The year is somewhere before hipsters stopped being trendy and ripped jeans made their way from the dumpsters to our closets. I was still struggling with less than 50kgs of body weight, and cooking oil prices weren’t competing with Teslas. I was due to attend an interview for one of the electoral commission jobs. Heaven’s tanks were leaking that day, and prophet Elijah, Heaven’s plumber, was on a sabbatical leave to care for his mental health. The skies were leaking so badly that it rained like Noah was planning a sequel.
I remember standing at the maroon metallic door of our unfinished brick house — which we used to sleep in any way —staring at the streams flowing on the iron sheets grooves, making a muddy torrent beneath my feet, and wondering, “Did God dislike me that much?”
This interview was my ticket to pocket money.

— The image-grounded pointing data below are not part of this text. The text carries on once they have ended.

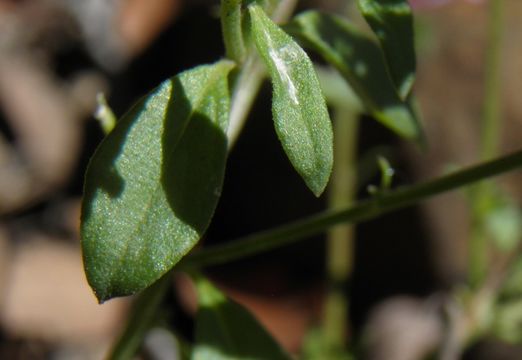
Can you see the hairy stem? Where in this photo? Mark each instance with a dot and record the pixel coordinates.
(339, 248)
(143, 315)
(490, 137)
(364, 210)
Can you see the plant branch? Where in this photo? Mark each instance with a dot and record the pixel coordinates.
(143, 314)
(490, 137)
(367, 209)
(339, 248)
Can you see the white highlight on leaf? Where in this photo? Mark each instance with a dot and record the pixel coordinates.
(282, 68)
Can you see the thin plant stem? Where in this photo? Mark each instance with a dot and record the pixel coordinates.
(232, 31)
(143, 315)
(245, 91)
(339, 247)
(490, 137)
(378, 205)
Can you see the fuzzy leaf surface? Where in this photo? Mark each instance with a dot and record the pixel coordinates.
(154, 182)
(300, 115)
(392, 23)
(225, 330)
(361, 63)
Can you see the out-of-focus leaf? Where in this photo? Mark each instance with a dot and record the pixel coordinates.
(507, 322)
(225, 330)
(504, 223)
(300, 115)
(361, 62)
(153, 184)
(392, 23)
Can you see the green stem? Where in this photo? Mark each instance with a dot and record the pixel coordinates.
(143, 315)
(247, 86)
(339, 256)
(490, 137)
(364, 210)
(232, 31)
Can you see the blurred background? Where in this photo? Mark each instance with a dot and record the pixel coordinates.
(57, 55)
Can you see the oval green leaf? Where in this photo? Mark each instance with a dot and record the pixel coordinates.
(361, 63)
(225, 330)
(392, 23)
(154, 182)
(300, 115)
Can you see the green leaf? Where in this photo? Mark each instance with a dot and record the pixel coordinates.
(225, 330)
(154, 182)
(392, 23)
(300, 115)
(360, 61)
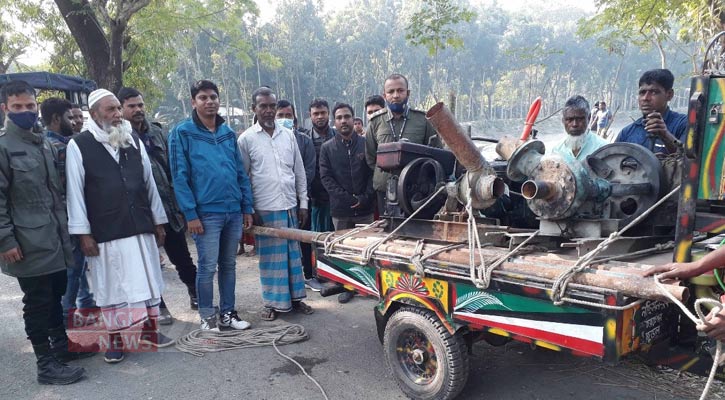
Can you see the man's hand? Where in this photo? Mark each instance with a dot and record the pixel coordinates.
(656, 125)
(196, 227)
(248, 221)
(89, 247)
(160, 235)
(12, 255)
(302, 216)
(676, 270)
(714, 325)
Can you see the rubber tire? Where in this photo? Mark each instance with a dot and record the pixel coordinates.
(451, 352)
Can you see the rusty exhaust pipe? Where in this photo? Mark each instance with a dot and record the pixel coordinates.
(457, 139)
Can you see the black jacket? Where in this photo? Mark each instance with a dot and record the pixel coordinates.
(346, 176)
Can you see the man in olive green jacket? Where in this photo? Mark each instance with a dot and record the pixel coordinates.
(395, 122)
(35, 246)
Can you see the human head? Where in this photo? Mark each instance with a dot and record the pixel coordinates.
(17, 100)
(343, 114)
(373, 104)
(320, 114)
(264, 106)
(57, 116)
(205, 99)
(106, 113)
(132, 104)
(358, 125)
(77, 117)
(576, 115)
(655, 91)
(286, 110)
(396, 92)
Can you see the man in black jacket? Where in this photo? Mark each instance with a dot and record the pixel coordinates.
(346, 176)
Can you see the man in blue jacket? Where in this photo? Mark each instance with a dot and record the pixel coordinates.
(213, 191)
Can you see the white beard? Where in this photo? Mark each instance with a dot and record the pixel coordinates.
(575, 143)
(119, 136)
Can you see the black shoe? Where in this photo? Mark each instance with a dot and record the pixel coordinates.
(64, 350)
(345, 297)
(52, 371)
(165, 317)
(193, 300)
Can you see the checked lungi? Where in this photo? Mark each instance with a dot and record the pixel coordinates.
(280, 266)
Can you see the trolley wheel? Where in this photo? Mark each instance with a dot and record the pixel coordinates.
(425, 359)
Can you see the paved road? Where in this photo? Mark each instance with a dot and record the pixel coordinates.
(342, 353)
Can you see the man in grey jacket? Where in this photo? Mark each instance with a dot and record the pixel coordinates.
(35, 246)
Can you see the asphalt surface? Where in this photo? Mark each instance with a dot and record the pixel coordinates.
(343, 354)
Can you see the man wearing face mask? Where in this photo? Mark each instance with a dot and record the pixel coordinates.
(287, 118)
(35, 246)
(397, 121)
(57, 119)
(154, 139)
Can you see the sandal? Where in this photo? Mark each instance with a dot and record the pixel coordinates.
(302, 308)
(269, 314)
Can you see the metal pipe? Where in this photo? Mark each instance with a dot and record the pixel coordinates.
(456, 138)
(627, 283)
(532, 189)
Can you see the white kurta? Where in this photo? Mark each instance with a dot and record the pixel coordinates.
(127, 270)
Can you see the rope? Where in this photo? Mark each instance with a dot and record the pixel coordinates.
(370, 249)
(699, 320)
(561, 282)
(200, 342)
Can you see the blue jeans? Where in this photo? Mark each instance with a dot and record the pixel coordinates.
(217, 246)
(77, 293)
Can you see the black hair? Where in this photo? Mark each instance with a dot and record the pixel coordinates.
(15, 88)
(577, 102)
(261, 91)
(319, 103)
(203, 85)
(662, 77)
(342, 105)
(126, 93)
(375, 99)
(52, 107)
(396, 77)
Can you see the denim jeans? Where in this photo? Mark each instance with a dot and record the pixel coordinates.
(217, 246)
(77, 293)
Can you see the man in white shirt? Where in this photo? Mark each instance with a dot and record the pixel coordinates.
(115, 209)
(273, 162)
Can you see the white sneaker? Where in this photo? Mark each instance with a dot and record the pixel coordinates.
(230, 320)
(209, 324)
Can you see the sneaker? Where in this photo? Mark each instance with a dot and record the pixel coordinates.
(165, 317)
(313, 284)
(209, 324)
(230, 320)
(345, 297)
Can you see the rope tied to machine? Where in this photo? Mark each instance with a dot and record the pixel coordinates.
(558, 289)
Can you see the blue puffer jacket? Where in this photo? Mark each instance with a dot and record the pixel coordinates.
(207, 169)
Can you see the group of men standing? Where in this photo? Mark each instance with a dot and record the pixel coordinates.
(96, 203)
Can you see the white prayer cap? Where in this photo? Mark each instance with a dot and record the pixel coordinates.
(97, 95)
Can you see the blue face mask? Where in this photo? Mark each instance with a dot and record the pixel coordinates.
(24, 120)
(285, 122)
(397, 108)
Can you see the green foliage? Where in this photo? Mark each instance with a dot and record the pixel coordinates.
(433, 25)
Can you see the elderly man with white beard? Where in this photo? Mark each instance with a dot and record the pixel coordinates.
(579, 142)
(115, 209)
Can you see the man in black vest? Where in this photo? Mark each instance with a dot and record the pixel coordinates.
(115, 209)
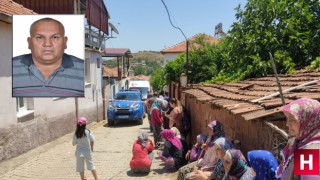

I was also planning to put window panes in our house because I was tired of sleeping and imagining an owl will fly into the house. I didn’t like owls. I still don’t. You can’t trust an animal that can turn its head 270°. I wanted to cry. (I may have cried.) I felt like I was God’s foster child, and He didn’t like me very much.
For a long time, my life motto had been Murphy’s law”. I was convinced that if anything could go wrong, it would go wrong. And I had enough evidence of everything that had gone wrong for me that I was convinced God could have done something about it, but he chose not to.
One time I was a bridesmaid at a wedding. Once the church bit was over, we boarded the rickety van to the reception, a long distance from the church. A quarter way into the journey, the van broke down. Try as they did; no one could repair it. By 5pm, we were asked to disperse and go home. After spending the whole day fixing a dead engine, the bridal party didn’t get to the wedding. I was angry, hungry, and bitter. See? Murphy.
Many years later, I kept counting the numerous application letters I sent without a reply— the enthusiastic potential employers who never called me back.
I was mad at God for all these, even my scanty hair and misaligned tooth. I mean, He could have at least given me well-aligned teeth! I was asking for much.
Turning point
I want to tell you that a specific moment changed my mindset, but I don’t remember it. One day, I was just done looking at God as a malicious, sadistic being out to get me. I started counting the little things that were going well for me. I had (and still have) a beautiful family and a wonderful husband I love to annoy. I have two gorgeous daughters, one of whom God snatched from the jaws of death on the day she was born. She was a goner, this one. When I was wheeled into theater for the CS, her heart had stopped beating. By God’s invisible hand, she lived! I don’t know how they never told me, but I know she came out purple and panting for air, but she lived! He’s a good God.
I have held a job that allowed me to work from home for five years. I’m not too fond of the rat race that is modernity today — waking up running to jobs we hate to pay for a house we seldom get to live in. I desired to be a work-from-home and be there for my kids. When I held an office job, a colleague asked everyone about their ambition. Amid many “To be a CEO one day, to grow my own company” answers, I said mine was “To bring up Godly children.” I sounded stupid, even to myself.
I beat myself up later for not coming up with a more intelligent, executive answer. But that was my deepest desire. It still is. A couple of years later, God gave me a job that allowed me to be there for my children in all their milestones. There were a few strands of grumbling since money was tight, but my heart was complete, and my kids were happy.
I’m now focusing on being grateful, praying over everything every time, and remembering ,“The earth is the LORD’s, and everything in it, the world, and all who live in it…” That includes landlords. And KRA.
I quit grumbling and focused on what was going well. Recently, I saw God literally walk ahead of us as a family, opening impossible doors and allowing people to bless us in ways they didn’t know we were desperate for.
I have been broke, more broke than an unlucky gambler. We have had to downscale as a family and move to a smaller house because the bills list was longer than a graduation booklet. I have a sickness that looks like I’ll live with forever. My lymphatic system gave up on me a while ago, and I now live with lymphedema on my left foot. I have tried everything short of planting a seed in some fake pastor’s church for healing. Nothing.
Despite all these, I have seen a surreal provision; I’m reeling from God’s goodness. Life is hard; life looks bleak sometimes, especially at the end of the month. Your bills may be giving you palpitations like mine are, but none of these have taken God by surprise. He’s not seated on the golden throne reading Tuko News and asking Gabriel, “Kwani, what’s happening in Kenya?”
He’s not a malicious or sadistic God. The focus is not on me. I’m not the star of this show that is my life. God is. And HE is good. Full stop. You can trust Him.
I’m now focusing on being grateful, praying over everything every time, and remembering ,“The earth is the LORD’s, and everything in it, the world, and all who live in it…” That includes landlords. And KRA.
HE is good, I will continue to trust Him.